The 42-year-old transferred $1.8 billion from an account with Goldman Sachs Group Inc. to Credit Suisse Group AG in 2012, according to e-mails cited in the report’s exhibits.
While her name is redacted in the report, Hansjoerg Wyss, her father, confirmed their identities two weeks ago to the Swiss newspaper Neue Zuercher Zeitung. The report only identifies him as Client 5.
“I don’t really care, the sums were known,” the newspaper quoted Wyss as saying in a March 1 interview.
Hansjoerg Wyss, 78, sold Synthes Inc. for $19.7 billion to Johnson & Johnson in 2011, and has a net worth of $13.2 billion, according to the Bloomberg Billionaires Index.
At the February hearings, the Senate Permanent Subcommittee on Investigations criticized Zurich-based Credit Suisse (CSGN) for helping Americans evade taxes. Neither Wyss was accused of hiding money from the U.S. Instead, the family fortune was the object of a tug-of-war between Swiss and U.S. executives at the bank who wanted to take credit for managing the accounts, according to documents released by the Senate.

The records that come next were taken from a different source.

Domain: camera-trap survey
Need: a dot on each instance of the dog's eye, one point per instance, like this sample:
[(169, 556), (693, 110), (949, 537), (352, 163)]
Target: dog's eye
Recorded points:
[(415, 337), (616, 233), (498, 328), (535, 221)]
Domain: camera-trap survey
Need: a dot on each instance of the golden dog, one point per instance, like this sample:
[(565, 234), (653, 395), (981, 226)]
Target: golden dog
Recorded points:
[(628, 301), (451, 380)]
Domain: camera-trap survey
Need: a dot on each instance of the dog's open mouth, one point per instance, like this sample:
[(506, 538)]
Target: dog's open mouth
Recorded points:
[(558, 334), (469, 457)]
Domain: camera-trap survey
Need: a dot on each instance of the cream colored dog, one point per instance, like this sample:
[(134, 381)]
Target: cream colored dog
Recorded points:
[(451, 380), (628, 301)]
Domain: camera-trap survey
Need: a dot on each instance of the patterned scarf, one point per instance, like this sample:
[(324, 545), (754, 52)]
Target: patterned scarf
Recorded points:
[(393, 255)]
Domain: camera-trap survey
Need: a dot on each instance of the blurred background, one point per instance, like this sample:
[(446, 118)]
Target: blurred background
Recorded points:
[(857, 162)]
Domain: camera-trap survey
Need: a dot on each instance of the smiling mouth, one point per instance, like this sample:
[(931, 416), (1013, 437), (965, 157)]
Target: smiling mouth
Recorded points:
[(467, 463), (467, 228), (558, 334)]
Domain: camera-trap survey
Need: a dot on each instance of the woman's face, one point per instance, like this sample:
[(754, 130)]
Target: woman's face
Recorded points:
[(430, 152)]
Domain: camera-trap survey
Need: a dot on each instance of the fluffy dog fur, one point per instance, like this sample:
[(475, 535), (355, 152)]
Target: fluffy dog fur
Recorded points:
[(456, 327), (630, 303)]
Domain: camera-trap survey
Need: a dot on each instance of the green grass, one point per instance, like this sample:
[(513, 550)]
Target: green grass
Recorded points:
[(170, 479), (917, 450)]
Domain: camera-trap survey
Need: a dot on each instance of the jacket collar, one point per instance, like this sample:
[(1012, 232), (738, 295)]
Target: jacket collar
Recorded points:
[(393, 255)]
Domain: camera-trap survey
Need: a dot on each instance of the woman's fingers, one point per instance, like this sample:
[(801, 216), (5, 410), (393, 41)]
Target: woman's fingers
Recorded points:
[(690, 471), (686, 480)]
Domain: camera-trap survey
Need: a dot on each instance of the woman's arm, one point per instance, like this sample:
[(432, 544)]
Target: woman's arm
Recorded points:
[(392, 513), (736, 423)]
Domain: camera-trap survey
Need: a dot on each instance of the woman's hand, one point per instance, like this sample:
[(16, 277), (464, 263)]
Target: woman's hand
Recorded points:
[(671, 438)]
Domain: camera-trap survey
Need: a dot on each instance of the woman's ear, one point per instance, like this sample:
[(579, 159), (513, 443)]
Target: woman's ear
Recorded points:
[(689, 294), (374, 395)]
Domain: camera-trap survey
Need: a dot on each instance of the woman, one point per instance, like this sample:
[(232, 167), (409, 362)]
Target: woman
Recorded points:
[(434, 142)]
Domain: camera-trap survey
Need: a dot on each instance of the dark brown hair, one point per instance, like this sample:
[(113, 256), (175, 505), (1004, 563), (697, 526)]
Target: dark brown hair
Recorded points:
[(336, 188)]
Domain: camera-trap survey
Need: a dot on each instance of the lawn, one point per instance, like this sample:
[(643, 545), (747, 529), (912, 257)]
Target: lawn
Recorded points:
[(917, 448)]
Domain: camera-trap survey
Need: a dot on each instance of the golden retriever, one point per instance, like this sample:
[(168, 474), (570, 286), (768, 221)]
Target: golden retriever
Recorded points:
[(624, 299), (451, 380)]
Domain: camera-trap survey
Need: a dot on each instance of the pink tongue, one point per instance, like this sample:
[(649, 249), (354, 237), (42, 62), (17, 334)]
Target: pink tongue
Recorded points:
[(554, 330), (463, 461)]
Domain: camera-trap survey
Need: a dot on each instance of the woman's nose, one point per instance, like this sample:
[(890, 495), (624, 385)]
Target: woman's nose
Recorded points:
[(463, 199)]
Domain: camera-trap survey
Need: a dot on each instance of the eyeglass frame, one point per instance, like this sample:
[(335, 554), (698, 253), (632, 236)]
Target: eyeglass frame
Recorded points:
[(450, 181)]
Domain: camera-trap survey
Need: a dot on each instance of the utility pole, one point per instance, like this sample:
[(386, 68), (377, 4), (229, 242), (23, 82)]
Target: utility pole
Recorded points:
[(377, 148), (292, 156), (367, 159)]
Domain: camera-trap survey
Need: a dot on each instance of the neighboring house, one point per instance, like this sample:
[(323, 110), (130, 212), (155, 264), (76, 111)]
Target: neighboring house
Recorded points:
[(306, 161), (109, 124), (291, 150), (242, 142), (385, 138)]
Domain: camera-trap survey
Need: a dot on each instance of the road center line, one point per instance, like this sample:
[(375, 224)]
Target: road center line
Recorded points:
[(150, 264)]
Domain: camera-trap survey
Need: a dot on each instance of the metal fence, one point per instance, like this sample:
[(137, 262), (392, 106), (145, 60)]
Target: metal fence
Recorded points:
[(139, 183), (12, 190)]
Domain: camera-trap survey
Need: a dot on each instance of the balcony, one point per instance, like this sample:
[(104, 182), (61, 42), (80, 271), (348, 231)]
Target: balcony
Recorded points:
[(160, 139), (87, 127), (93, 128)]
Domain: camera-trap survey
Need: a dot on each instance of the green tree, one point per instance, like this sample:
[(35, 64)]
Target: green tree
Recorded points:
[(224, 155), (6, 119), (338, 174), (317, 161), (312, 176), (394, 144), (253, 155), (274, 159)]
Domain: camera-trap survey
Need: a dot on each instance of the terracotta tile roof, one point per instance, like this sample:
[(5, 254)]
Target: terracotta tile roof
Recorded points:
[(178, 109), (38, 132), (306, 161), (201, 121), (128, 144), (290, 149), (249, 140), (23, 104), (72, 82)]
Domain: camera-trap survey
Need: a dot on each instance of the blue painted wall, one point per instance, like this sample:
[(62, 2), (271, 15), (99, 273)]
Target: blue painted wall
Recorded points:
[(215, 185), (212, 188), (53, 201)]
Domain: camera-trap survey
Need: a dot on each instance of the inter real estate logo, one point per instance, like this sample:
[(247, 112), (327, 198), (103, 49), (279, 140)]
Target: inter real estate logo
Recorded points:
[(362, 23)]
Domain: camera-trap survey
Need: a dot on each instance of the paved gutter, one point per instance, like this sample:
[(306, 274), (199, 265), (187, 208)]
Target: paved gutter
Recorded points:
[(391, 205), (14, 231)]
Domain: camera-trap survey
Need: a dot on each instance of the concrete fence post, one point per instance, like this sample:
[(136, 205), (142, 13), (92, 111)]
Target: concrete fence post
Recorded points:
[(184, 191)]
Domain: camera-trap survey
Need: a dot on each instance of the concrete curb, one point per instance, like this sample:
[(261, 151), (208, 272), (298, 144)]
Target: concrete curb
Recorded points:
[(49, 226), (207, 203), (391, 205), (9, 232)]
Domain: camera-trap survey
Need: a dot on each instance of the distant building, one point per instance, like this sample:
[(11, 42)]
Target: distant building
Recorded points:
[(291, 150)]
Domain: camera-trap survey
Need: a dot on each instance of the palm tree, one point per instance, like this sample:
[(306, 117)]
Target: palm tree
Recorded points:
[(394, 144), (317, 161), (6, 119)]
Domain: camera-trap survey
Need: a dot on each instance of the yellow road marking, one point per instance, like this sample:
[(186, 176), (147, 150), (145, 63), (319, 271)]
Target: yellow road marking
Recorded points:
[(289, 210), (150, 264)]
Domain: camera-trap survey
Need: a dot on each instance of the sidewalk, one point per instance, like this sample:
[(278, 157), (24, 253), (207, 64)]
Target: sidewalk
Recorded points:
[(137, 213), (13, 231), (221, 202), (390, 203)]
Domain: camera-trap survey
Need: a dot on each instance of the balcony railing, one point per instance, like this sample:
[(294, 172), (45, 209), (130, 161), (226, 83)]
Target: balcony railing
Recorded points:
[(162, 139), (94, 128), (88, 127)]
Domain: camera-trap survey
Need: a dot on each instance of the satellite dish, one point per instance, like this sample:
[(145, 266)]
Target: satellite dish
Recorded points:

By shifting the assets on paper from the U.S. to Switzerland, Credit Suisse obfuscated a decline in asset inflows at its private-banking unit, possibly misleading buyers of the bank’s stock, the Senate panel said.
Amy Wyss lives in Wilson, Wyoming, graduated from Skidmore College with a bachelor’s degree in history and government, and co-founded a toy store in Taos, New Mexico, according to the 2010 annual report from Synthes, where she served on the board of directors. She’s never appeared on an international wealth ranking.
The billionaire, who’s a citizen of the U.S. and Switzerland, didn’t respond to messages left at her Jackson, Wyoming-based LOR Foundation Inc. Her father didn’t respond to messages left with his assistant, Debbie Davis. Calvin Mitchell, a spokesman for Credit Suisse, declined to comment.
Hansjoerg Wyss received an MBA from Harvard University in 1965. He helped build West Chester, Pennsylvania-based Synthes into the world’s largest maker of bone fracture and trauma treatment devices before selling it to New Brunswick, New Jersey-based Johnson & Johnson.
Following the deal, Wyss told Credit Suisse, which also advised Swiss stock exchange-listed Synthes during the takeover, that he’d convert the proceeds into cash and securities, the Senate report said. His daughter transferred her money to the bank from Goldman Sachs in the second quarter of 2012.
Credit Suisse counted the funds as new assets under management, a move it only should have made after receiving a signed agreement from the customer, according to several executives interviewed by the subcommittee. The bank classified about 4.3 billion Swiss francs ($4.6 billion) of the family funds as net new assets, raising the total inflow to 5.8 billion Swiss francs for the first quarter of 2012.
At the end of that year, the bank reclassified another 900 million Swiss francs of the Wyss’s money, even though most of it hadn’t been invested, the report says. Rolf Boegli, former chief operating officer of the Swiss private banking operation, said the funds “would be a great favor for our division,” according to an e-mail cited in the Senate report.
Credit Suisse Chief Executive Officer Brady Dougan called Boegli’s e-mail “disturbing” and “very objectionable,” according to the Senate report. Dougan said the decision to reclassify assets based on a desire to help the appearance of the private banking division’s financial condition didn’t seem to follow the bank’s principles.
Wyss called it “the bank’s problem” in the interview with the Swiss newspaper and said it didn’t concern him.
The Bloomberg Billionaires Index takes measure of the world’s wealthiest people based on market and economic changes and Bloomberg News reporting. Each net worth figure is updated every business day at 5:30 p.m. in New York and listed in U.S. dollars.